Terapinin zararları ve psikososyal tedavi ihtiyacı
Şizofren tanısı kronik bir hastalıktır. Çoğu hasta için uzun vadeli prognoz karamsardır. Bununla birlikte, antipsikotik ilaçlar sayesinde hastaların durumunda bir iyileşme elde etmek mümkündür. Çocuklarda şizofreni tedavisinde antipsikotikler yaygın olarak kullanılmaktadır. Aynı zamanda, ilaçların çocuk vücudu üzerindeki etkisi henüz tam olarak çalışılmamıştır. İlaç kullanımı bazen ciddi yan etkilere neden olur. Bu nedenle tedavi güvenli bir süreç olmaktan uzaktır ancak vazgeçilemez.

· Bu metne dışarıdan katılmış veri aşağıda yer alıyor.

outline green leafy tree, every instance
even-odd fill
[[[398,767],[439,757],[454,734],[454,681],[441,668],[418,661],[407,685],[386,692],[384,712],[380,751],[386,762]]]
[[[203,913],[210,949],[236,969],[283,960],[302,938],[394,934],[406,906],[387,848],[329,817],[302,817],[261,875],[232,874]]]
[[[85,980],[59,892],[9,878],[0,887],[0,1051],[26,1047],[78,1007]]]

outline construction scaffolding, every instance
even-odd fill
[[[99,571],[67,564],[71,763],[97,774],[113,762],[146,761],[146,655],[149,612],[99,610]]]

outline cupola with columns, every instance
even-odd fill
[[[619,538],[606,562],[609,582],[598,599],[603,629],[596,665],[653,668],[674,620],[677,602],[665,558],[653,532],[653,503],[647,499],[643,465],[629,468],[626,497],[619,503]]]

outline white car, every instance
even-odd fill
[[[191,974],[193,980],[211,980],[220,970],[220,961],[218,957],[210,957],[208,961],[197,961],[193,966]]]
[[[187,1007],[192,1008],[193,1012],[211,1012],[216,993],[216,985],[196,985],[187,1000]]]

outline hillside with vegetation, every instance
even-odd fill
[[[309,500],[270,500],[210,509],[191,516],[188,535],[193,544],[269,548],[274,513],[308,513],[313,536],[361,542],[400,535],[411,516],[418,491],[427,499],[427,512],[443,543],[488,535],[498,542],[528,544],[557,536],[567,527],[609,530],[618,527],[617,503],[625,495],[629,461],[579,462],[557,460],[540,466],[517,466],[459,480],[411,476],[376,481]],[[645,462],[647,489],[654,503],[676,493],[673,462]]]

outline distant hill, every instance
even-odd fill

Psikotropik ilaçlardan zarar, hastalığın tedavisinin özelliklerinden biridir. İkinci özellik, psikososyal tedavi yöntemlerinin kullanılması ihtiyacıdır. Bunlara sosyal beceri eğitimi, aile müdahalesi, hastaların özel okullara yerleştirilmesi dahildir.
Sonuç olarak, belirtileri değişken olan bir çocukta şizofreninin genellikle kalıtsal bir hastalık olduğunu belirtmekte fayda var. Bununla birlikte, araştırmalar, her durumda, monozigotik ikizlerin doğumunda, her iki çocukta da şizofreni geliştirmediğini göstermektedir. Bu, ortaya çıkma olasılığının sadece genetik faktörlerden etkilenmediğini doğrular. Şizofreni belirtileri ortaya çıkarsa, bir doktora danışmalısınız. Hastalık teşhis gerektirir ("şizofreni" hastalığı için laboratuvarda özel bir test yapılmaz, klinik tablo, şikayetler dikkate alınır, kan ve idrar testleri alınır, ek çalışmalar reçete edilir). Hastalık ayrıca uzun süreli tedaviye ve eliminasyondan sonra nüks önleyici ilaçların kullanımına ihtiyaç duyar.semptomlar.